Then there is the weather. Even in a normal winter, rains can stop marsh work. The winter of 2022-23 was anything but normal. The Ravenswood breach was postponed 12 months after an “atmospheric river” dumped more than 17 inches of rain on San Francisco between December 26, 2022 and January 17, 2023.  

Population growth, climate change and habitat loss add to project complexities.   

Rooted in Community 

But there is also plenty that is right with the South Bay restoration, refuge leaders say.   

Behind the project’s success is a commitment to shared decision-making and transparency, says deputy complex manager Chris Barr.     

“What makes this project special to me is that it was community grown, community based,” says Barr. Community members include citizens groups, tribes, corporate interests, environmentalists and others. The many project partners share a commitment to transparency, working to keep all involved and up to date on project planning.   

“We have stakeholder groups, public meetings to keep the public aware,” says Barr. “We have a robust website where they can see all public documents they helped shape in public meetings. We’re very robust in sharing out the science, the planning and getting community input.”  

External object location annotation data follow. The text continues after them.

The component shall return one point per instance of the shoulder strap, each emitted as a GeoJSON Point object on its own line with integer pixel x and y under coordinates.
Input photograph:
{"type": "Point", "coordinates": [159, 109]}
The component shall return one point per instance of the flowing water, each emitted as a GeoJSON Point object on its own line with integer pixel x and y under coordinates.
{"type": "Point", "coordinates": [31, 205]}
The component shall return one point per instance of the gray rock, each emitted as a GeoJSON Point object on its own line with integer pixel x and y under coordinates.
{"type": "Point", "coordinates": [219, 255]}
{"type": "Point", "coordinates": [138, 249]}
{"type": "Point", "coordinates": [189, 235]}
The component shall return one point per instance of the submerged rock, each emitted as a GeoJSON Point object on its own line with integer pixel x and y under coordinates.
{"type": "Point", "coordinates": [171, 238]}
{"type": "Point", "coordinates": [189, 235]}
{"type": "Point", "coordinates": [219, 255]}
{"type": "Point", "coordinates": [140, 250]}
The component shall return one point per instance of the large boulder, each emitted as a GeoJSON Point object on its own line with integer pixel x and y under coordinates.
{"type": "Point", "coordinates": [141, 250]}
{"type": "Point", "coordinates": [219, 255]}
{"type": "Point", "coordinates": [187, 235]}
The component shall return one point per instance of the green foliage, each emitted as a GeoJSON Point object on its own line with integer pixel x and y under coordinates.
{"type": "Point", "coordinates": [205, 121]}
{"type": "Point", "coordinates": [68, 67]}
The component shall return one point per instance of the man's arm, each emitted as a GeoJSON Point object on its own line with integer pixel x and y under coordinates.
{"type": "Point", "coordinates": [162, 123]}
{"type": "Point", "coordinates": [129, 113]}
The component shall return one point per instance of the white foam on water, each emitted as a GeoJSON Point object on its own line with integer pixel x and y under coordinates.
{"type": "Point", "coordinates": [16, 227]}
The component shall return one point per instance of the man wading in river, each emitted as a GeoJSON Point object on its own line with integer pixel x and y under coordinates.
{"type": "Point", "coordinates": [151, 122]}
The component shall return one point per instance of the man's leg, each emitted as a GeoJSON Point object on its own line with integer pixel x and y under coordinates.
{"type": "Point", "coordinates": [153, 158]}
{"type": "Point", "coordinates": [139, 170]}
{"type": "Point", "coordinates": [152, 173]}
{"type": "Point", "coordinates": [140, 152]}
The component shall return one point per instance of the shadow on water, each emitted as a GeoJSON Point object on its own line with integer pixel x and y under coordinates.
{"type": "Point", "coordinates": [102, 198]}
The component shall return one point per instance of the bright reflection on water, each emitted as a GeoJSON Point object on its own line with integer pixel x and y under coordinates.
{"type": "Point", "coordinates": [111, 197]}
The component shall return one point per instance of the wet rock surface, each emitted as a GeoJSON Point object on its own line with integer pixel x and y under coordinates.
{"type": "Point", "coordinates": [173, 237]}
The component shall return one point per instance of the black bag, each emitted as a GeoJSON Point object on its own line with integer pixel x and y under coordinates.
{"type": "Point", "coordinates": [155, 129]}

All the more reason for pride in the South Bay restoration’s progress, says Matt Brown, manager of the San Francisco Bay Refuge Complex.  

“In a world where so many things are slipping in the wrong direction — like population trends of all these species is going down, and the world is becoming hotter, and storms are becoming more violent — what we’re doing in San Francisco Bay is we’re moving the needle in the other direction,” says Brown.    

“We’re providing new opportunities for people. We’re providing new habitat. We are healing San Francisco Bay, righting some of humanity’s wrongs.”